«Es una realidad. Mientras no hagamos educación sexual, esto va a continuar en aumento», afirmó la especialista. Según Acuña, la falta de educación sexual adecuada deja a los adolescentes sin las herramientas necesarias para relacionarse de manera segura con sus pares, lo que contribuye al aumento de casos de ETS. «Hay que preocuparse y ocuparse más del adolescente. No podemos tapar el sol con un dedo. Los adolescentes comienzan sus relaciones sexuales muy temprano. Educándoles no vamos a evitar eso, lo único que hacemos es que no sepan cómo cuidarse», señaló.
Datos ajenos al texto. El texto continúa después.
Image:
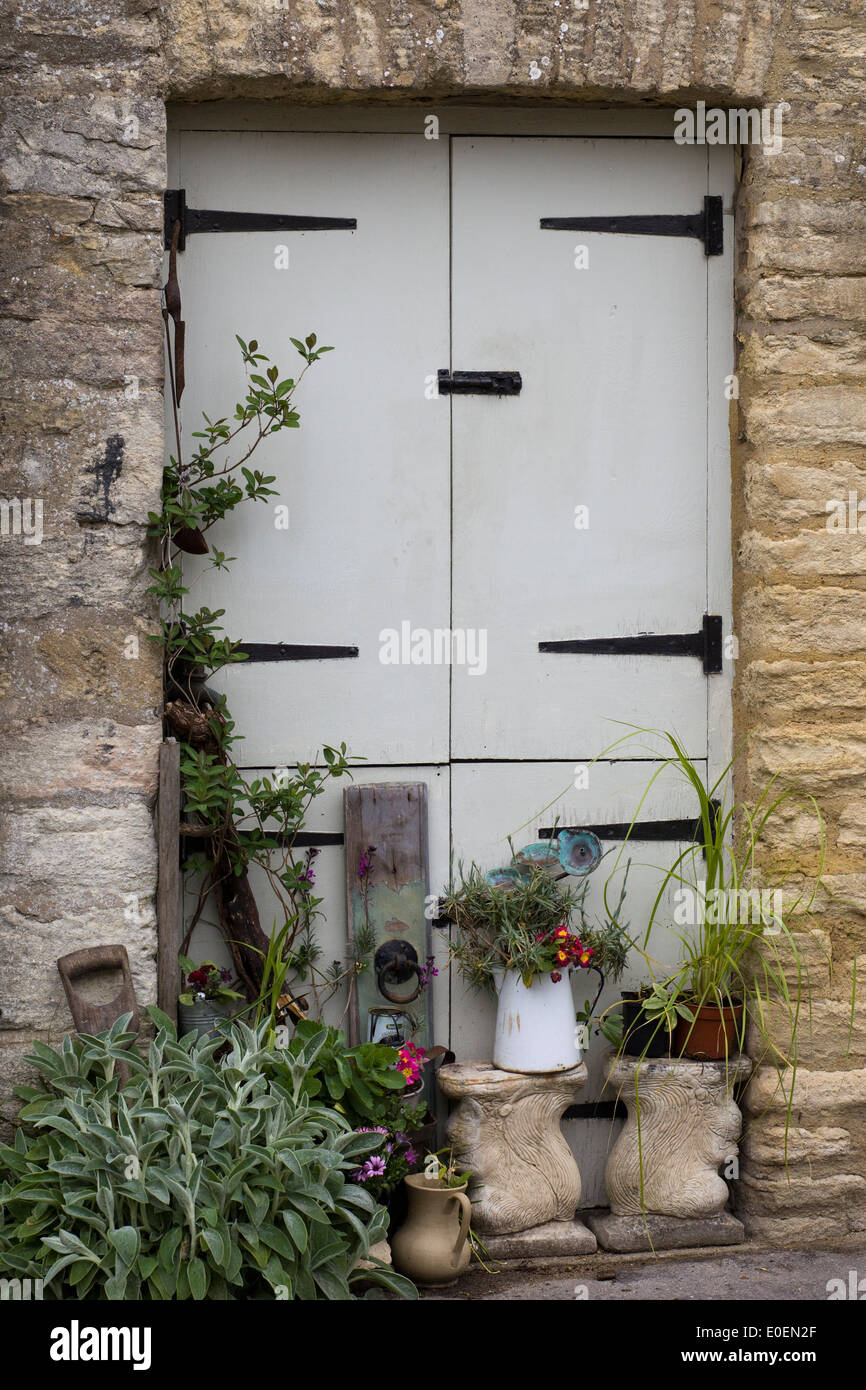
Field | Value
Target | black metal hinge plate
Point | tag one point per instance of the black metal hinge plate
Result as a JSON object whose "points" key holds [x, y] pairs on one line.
{"points": [[211, 220], [705, 645], [706, 225], [683, 830], [293, 652], [478, 382]]}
La Dra. Acuña enfatizó que la educación sexual debe ser más profunda y abordarse de manera abierta y honesta. «Tiene que ser una educación sexual integral, tenemos que ser más profundos en nuestra educación sexual», sostuvo, subrayando la importancia de enseñar de manera responsable a los adolescentes cómo protegerse en sus relaciones.
La profesional instó a las autoridades y al sistema educativo a priorizar esta área para equipar a los jóvenes con el conocimiento necesario para prevenir enfermedades y fomentar relaciones saludables, advirtiendo que sin acciones concretas, la situación seguirá agravándose.